Ceza soruşturmasının başlangıcını oluşturan “soruşturma izni”; Türk Ceza Kanunu’na göre suç teşkil eden bir eylemin işlendiğine ilişkin iddianın soruşturulması ya da soruşturulmaması sonucun doğuran bir işlemdir. Bir suç isnadının söz konusu olduğu durumda iddiaların soruşturmaya konu edilmesi ya da edilmemesi, ceza yargılamasına yönelik bir takdirin kullanılmasıdır. Yetkili makam takdirini kullanırken isnadın niteliğini, faaliyetin yürütülmesinden kaynaklanan eylemin suç teşkil edip etmediğini, kanıtların mevcudiyetini ve hukuken geçerliliğini göz önünde bulundurur.

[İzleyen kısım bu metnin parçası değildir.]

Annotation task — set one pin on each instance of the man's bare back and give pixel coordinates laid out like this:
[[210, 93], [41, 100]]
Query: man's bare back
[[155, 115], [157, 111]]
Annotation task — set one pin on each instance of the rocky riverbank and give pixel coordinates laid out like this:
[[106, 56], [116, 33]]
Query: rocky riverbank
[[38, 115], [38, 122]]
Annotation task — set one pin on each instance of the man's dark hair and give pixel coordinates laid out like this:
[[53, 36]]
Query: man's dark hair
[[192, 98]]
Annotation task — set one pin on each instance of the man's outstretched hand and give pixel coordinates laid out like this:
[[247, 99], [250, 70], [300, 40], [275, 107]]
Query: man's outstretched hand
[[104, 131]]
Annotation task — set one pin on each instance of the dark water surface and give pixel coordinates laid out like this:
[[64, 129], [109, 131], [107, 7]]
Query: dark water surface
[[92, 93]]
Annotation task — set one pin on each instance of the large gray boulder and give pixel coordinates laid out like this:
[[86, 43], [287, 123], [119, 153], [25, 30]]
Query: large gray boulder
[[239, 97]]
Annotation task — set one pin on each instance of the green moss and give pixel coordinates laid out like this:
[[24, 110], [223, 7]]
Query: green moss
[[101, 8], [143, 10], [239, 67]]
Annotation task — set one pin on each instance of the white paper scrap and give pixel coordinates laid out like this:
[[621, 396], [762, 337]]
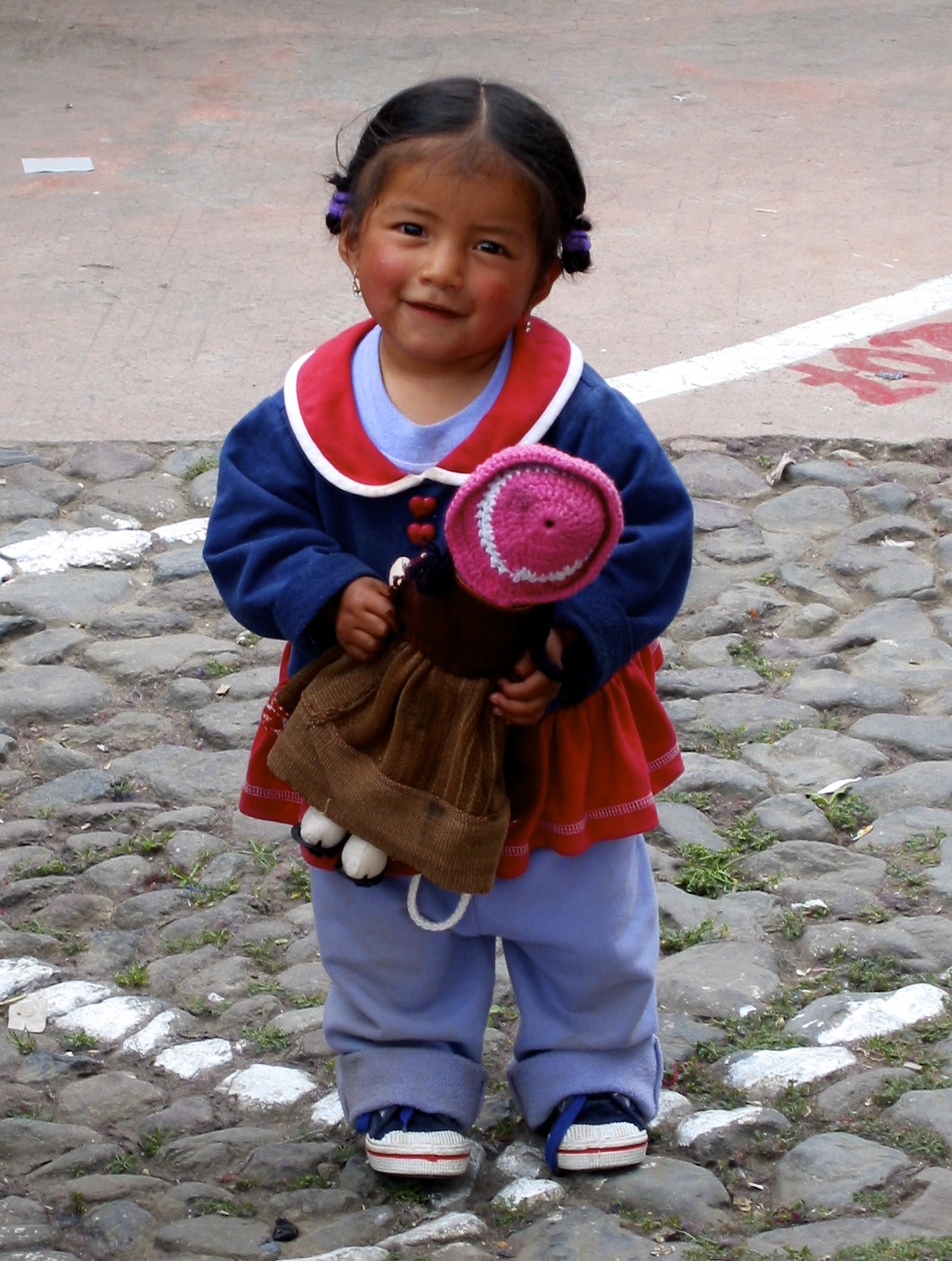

Bu noktada, yetkili makamın konuya ilişkin takdirinin idari görev kapsamında olmadığı anlaşılmakla, ceza yargılamasının bir aşaması olduğu sonucuna ulaşılan bu işlemlere karşı idari yargıda dava açılmasına olanak bulunmamaktadır.
Bu durumda, dava konusu işlemin idari davaya konu olabilecek nitelikte bir idari işlem olmadığı anlaşılmakla Adalet Bakanı tarafından tesis edilmiş ve yargısal sürece ilişkin bir işlem olan dava konusu işlemin herhangi bir yargı düzeninde incelenme olanağı bulunmadığı da dikkate alındığında, davanın incelenmeksizin reddine karar verilmesi gerekirken, esastan incelenerek davanın reddine dair verilen İdare Mahkemesi kararında hukuka uyarlık bulunmadığı oyuyla Dairemiz kararına katılmıyorum.